Really, it was inevitable that the guy responsible for the keyboard piece in “Wolcott,” plus the singer of stuff like this, when paired together, would make anything but some extremely catchy summertime jams. I wouldn’t have predicted that they would go in an R&B, almost funky direction, but the dudes make it work surprisingly well.

Replay-wise, I can’t imagine that this album will get any more than two or three additional spins out of me.  In the vein of Vampire Weekend, a lot of the tracks sound almost identical, and don’t have nearly enough substance to land on any GOAT lists of mine.

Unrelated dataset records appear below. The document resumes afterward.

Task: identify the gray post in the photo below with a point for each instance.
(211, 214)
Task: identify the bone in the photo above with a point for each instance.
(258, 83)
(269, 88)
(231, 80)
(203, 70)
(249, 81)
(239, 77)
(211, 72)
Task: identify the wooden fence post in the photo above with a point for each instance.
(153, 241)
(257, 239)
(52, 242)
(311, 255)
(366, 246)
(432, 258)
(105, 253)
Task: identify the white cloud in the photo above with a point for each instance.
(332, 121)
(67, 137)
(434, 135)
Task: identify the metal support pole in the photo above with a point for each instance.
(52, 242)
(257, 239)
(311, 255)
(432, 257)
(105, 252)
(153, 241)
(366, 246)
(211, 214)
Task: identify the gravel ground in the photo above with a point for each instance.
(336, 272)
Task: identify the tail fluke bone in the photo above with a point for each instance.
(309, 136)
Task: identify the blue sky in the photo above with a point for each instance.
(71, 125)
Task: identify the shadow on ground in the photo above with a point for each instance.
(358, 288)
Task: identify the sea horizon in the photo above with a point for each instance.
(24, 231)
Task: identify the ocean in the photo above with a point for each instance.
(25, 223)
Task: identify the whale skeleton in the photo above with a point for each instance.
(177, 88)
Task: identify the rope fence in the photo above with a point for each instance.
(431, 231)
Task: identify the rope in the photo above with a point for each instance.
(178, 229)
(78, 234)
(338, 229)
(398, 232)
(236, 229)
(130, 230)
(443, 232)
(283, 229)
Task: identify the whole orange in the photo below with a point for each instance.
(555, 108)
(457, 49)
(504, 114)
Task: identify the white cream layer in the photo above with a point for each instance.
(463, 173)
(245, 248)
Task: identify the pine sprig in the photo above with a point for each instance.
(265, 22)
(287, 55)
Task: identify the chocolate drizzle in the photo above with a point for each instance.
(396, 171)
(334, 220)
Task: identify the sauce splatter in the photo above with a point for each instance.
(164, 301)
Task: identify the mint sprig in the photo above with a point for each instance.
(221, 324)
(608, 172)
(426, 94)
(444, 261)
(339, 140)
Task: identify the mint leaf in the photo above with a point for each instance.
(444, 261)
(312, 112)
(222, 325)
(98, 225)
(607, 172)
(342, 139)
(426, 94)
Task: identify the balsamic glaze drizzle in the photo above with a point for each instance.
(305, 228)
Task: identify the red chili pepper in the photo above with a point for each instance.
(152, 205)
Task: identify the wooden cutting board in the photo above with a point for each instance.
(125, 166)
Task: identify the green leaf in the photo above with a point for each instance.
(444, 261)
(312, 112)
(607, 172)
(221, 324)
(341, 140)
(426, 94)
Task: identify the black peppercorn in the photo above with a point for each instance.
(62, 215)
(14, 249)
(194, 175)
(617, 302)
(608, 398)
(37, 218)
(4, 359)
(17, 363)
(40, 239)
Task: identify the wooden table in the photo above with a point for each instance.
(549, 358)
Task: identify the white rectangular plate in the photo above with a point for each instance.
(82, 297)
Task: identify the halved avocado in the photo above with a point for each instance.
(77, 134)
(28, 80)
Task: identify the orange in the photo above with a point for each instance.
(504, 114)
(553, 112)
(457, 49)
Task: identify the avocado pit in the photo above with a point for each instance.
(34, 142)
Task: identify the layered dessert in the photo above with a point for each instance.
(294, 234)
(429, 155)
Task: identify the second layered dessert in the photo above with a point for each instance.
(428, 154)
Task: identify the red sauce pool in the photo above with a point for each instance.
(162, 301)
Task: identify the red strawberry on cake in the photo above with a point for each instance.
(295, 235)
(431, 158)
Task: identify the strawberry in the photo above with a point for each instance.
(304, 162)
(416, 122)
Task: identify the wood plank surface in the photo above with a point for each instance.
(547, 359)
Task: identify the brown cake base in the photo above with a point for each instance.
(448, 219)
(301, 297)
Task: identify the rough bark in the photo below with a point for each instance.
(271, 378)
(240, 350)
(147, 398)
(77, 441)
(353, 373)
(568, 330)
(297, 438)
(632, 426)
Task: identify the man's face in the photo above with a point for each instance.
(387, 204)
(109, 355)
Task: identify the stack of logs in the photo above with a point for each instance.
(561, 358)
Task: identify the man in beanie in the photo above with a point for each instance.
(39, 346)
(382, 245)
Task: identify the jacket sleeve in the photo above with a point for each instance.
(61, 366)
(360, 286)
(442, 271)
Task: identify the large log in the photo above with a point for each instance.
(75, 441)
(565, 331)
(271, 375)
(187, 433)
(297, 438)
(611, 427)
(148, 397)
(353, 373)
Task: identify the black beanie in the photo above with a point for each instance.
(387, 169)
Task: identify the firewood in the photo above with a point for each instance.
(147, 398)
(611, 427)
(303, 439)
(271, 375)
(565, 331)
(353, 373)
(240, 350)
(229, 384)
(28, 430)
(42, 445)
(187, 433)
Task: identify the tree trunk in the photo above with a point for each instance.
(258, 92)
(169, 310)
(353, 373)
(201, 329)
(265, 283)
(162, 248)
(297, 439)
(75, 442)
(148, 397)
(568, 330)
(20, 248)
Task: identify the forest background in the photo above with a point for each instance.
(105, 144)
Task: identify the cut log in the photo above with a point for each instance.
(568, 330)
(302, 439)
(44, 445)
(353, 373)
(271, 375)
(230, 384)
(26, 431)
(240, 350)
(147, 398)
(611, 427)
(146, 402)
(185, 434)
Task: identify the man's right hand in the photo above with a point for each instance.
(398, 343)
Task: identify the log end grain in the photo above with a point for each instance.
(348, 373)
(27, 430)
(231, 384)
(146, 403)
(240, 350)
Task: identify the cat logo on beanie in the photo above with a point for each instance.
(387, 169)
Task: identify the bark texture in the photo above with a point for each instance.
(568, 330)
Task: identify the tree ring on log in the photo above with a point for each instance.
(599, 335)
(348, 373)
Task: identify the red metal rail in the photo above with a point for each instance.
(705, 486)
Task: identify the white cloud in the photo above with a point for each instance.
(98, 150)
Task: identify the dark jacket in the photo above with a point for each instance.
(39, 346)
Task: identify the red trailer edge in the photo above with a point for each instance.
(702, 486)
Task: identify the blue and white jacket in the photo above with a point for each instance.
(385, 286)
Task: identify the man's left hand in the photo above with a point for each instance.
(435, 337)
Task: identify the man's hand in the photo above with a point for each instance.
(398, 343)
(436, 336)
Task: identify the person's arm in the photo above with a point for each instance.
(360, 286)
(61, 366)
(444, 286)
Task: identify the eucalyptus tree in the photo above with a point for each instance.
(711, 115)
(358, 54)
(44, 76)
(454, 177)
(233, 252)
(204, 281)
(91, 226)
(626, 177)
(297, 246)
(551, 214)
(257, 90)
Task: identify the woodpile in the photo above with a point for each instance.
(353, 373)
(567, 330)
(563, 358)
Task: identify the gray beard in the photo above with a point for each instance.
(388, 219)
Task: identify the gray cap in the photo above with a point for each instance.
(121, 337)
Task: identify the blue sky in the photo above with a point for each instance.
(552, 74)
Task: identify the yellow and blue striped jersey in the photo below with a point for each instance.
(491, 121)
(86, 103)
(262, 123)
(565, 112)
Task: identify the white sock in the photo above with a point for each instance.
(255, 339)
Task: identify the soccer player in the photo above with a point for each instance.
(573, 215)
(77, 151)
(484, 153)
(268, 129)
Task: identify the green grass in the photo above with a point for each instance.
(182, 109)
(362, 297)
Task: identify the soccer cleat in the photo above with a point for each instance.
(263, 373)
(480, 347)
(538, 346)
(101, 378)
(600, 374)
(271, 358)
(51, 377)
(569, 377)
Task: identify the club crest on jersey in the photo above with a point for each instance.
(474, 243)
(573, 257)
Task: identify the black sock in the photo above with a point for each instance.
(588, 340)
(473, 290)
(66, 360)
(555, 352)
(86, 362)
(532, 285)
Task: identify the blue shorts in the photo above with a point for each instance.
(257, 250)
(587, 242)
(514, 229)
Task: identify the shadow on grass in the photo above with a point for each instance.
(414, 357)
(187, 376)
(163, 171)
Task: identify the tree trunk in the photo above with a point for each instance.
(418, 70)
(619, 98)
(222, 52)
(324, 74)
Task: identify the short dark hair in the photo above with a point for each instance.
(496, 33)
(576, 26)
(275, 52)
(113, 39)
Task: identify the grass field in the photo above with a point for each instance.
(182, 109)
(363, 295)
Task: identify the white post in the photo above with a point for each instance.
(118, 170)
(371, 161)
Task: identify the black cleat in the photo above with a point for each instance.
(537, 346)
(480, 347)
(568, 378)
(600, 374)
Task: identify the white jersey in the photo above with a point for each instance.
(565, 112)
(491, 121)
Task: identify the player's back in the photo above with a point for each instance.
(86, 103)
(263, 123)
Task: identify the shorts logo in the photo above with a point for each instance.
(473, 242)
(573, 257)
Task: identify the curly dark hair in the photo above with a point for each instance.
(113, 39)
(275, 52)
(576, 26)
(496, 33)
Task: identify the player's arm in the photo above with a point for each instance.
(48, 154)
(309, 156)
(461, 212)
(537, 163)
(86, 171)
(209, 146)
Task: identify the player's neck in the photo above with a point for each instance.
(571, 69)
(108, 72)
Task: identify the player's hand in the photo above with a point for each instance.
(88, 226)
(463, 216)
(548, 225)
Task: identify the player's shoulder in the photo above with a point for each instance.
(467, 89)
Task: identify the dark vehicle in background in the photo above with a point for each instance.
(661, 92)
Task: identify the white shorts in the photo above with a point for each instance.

Sometimes that’s not what matters, though—sometimes we just need catchy.

Day 77: Holy Fuck – LP

16 May

Milkshake

Well, at least they’re up front with you.  The main reaction that I had while listening to this record was in fact “holy fuck.”  Other reactions included “what the hell is going on?,” “what am I hearing?,” “mommy, make it stop,”   and “wait, this is actually kind of good.”

It’s hard for me to judge bands like Holy Fuck.  They’re a group that does their own thing, and doesn’t conform to any of the standards of typical music, which can be both a good and bad thing.  Holy Fuck doesn’t let a preconceived idea of what is or isn’t “music” take control.  So on one side, this stuff should score some major points with me because it’s so original, but that’s no reason to love a band.  Sure, originality is great, but sometimes no one has done it before for a reason.  Believe it or not, it’s harder than it should be to tell the difference between the natural evolution of music, and just plain stupidity.

So I’ve only got one thing to go off of with Holy Fuck: do I like the way it sounds?  After giving the cleverly named LP one listen, I think the answer is yes.

Holy Fuck’s goal is simple: make electronic music without today’s equipment.   I interpret that as meaning one thing: “no laptops.” The band employs everything from ancient keyboards to toy phaser guns in making their strange, danceable sounds. When it comes down to it, even though I’ve never really heard anything quite like it before, LP is kind of awesome.